Although it joins the ranks of other US art museums with specialist research centres, such as New York’s Drawing Institute at the Morgan Library and Museum, and the Museum of Modern Art’s Cisneros Institute for the study of Latin American art, the CNA is the first to focus on this subject. “This sets us apart from others,” says the CNA’s director Christopher Atkins, who joined the MFA from the Philadelphia Museum of Art last year. “We’re in an art museum, not a university, so it really is the first of its kind in the US.”
The institute’s aim, Atkins says, is “to propel the study of Dutch and Flemish art. We often have these interesting discussions among ourselves and this is an opportunity to share scholarship with a wider audience. The centre is all about outreach.” Funding comes from the local collectors Susan and Matthew Weatherbie and Rose-Marie and Eijk van Otterloo, who in 2017 donated more than 100 17th-century Dutch paintings to the MFA by nearly 80 artists, including Peter Paul Rubens, Rembrandt van Rijn and Anthony van Dyck. The Dutch government also gave money towards the centre’s endowment.

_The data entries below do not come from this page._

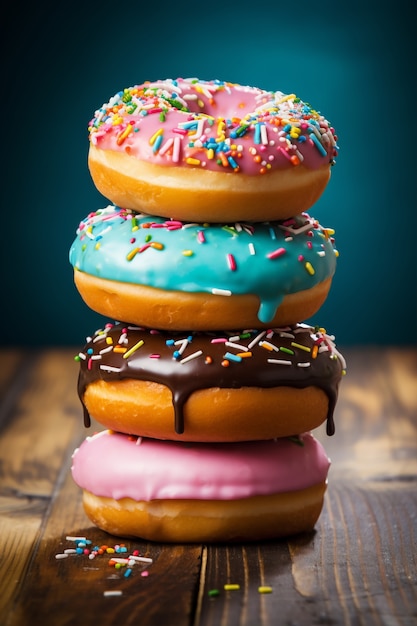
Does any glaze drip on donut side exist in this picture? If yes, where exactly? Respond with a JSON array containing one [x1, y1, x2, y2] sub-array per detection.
[[88, 78, 338, 175], [76, 323, 346, 436], [69, 206, 339, 324]]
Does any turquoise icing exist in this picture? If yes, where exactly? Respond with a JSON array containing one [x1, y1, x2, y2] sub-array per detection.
[[69, 206, 338, 323]]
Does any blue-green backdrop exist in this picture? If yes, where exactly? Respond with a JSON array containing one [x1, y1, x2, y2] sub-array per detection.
[[2, 0, 416, 347]]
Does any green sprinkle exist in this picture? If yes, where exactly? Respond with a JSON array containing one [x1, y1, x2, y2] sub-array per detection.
[[279, 347, 294, 355], [222, 226, 237, 235], [208, 589, 220, 597]]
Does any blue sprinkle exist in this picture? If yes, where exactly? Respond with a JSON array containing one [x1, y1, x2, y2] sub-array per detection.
[[224, 352, 242, 363]]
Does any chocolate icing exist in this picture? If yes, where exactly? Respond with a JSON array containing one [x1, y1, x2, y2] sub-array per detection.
[[76, 323, 346, 437]]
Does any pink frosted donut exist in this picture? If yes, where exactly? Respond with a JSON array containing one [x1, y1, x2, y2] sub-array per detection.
[[71, 430, 331, 542], [88, 78, 339, 222]]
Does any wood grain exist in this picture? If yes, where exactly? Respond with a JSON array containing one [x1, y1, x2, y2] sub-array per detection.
[[1, 347, 416, 626]]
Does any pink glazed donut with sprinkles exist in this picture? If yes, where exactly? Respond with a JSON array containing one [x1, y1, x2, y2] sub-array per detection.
[[88, 78, 339, 222]]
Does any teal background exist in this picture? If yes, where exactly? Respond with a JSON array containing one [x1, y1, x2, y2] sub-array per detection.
[[2, 0, 416, 347]]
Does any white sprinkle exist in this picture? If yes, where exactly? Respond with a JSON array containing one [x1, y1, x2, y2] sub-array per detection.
[[317, 250, 326, 257], [103, 590, 123, 597], [318, 345, 330, 353], [174, 338, 189, 355], [136, 436, 143, 446], [180, 350, 203, 364], [90, 354, 101, 361], [279, 332, 295, 339], [100, 365, 122, 373], [129, 555, 153, 563], [293, 324, 311, 332], [297, 362, 311, 368], [64, 549, 77, 554], [211, 288, 232, 296], [99, 345, 114, 354], [248, 331, 266, 349], [248, 242, 256, 255], [294, 148, 304, 162], [118, 332, 128, 345], [260, 124, 268, 145], [77, 352, 86, 360], [267, 359, 291, 365], [225, 341, 249, 352], [110, 557, 130, 564], [55, 553, 69, 560], [172, 136, 181, 163], [158, 137, 174, 156], [66, 536, 87, 541]]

Featuring the 20,000-strong library of the late art historian Egbert Haverkamp-Begemann, donated to the museum by the Van Otterloos, the centre—housed in former office space—will have direct access via a lift to the MFA’s renovated suite of Dutch and Flemish galleries, which are due to open this autumn. Within the galleries is a room for rotating displays in which the CNA will have space to show off the fruits of its research. The opening date for the centre itself has not been set. “The opening of the galleries is the public launch, with the study centre and library due to follow later,” Atkins says, adding that the museum has already held lectures and an object-based study session of Dutch works from its collection as part of the initiative, with another study session planned for this spring. So far, academics participating in these sessions have been from the US, but Atkins hopes to open it up to international scholars.

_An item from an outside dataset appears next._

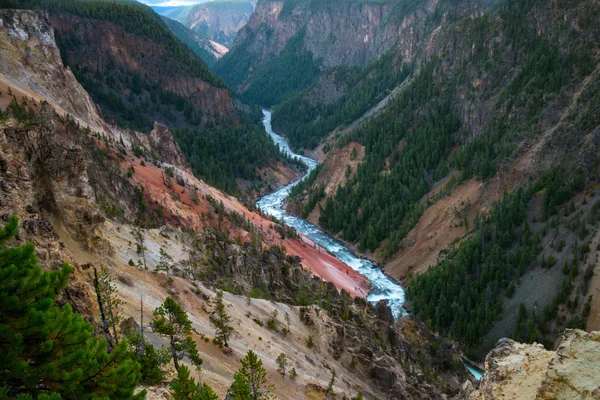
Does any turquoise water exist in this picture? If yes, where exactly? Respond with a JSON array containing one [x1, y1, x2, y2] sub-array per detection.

Atkins says the strength of the MFA’s collection of Dutch and Flemish art, combined with regional expertise and engagement in the field, makes the museum well placed to take on such a project. “We want to nurture the next generation of curators, academics and researchers,” he says. “We’re looking for cohorts.”
Take a closer look
Christopher Atkins, the new centre’s director, sheds light on three works from the MFA’s collection
“This is among the earliest depictions in Europe of edible sweets made with sugar. This sugar was most likely imported from the newly colonised territories of what is now modern-day Brazil. Indeed, many portrayals of luxury goods in still-life paintings are narratives of international, if not global, trade. The sugar trade in particular was fuelled by the trans-Atlantic slave trade. Enslaved peoples harvested the sugar that was sent from South America to Europe. In a recent symposium, we took this painting as a point of departure to discuss these issues of global commodity exchange and the human costs of these exchanges in early modernity.”

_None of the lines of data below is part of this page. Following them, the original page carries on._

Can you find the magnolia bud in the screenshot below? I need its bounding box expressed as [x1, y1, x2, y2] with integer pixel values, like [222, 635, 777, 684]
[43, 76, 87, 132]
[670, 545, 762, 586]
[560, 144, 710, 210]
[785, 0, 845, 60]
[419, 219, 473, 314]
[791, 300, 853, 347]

“Thanks to its exquisite condition, this painting is a perfect picture from which to study Rembrandt’s technique and process. Every work of art is the product of a series of decisions (practical and aesthetic). The object, then, is evidence of those decisions, making the work the primary document. In the case of this picture, we might look at the quality of the panel Rembrandt chose to use for the portrait of his future wife’s cousin. Did he use a particularly fine plank of wood? Answers to this question could yield insight into Rembrandt’s motivations and his personal financial circumstances at this early moment in his career.”
“An exceptionally beautiful painting by one of the period’s most important landscape painters, it is also an intriguing entry point into the frequent use of water in Dutch paintings. Thanks to the waterways, the Dutch were able to transport goods and people across the country and beyond. Water was at the heart of the economic success of the Dutch Republic and the culture at large. It would be interesting to take an interdisciplinary perspective and study the picture and its depiction of water with historians, economists and even climatologists. In this way, an art object becomes the locus for conversation across disciplines that brings people together and facilitates a wide-ranging dialogue.”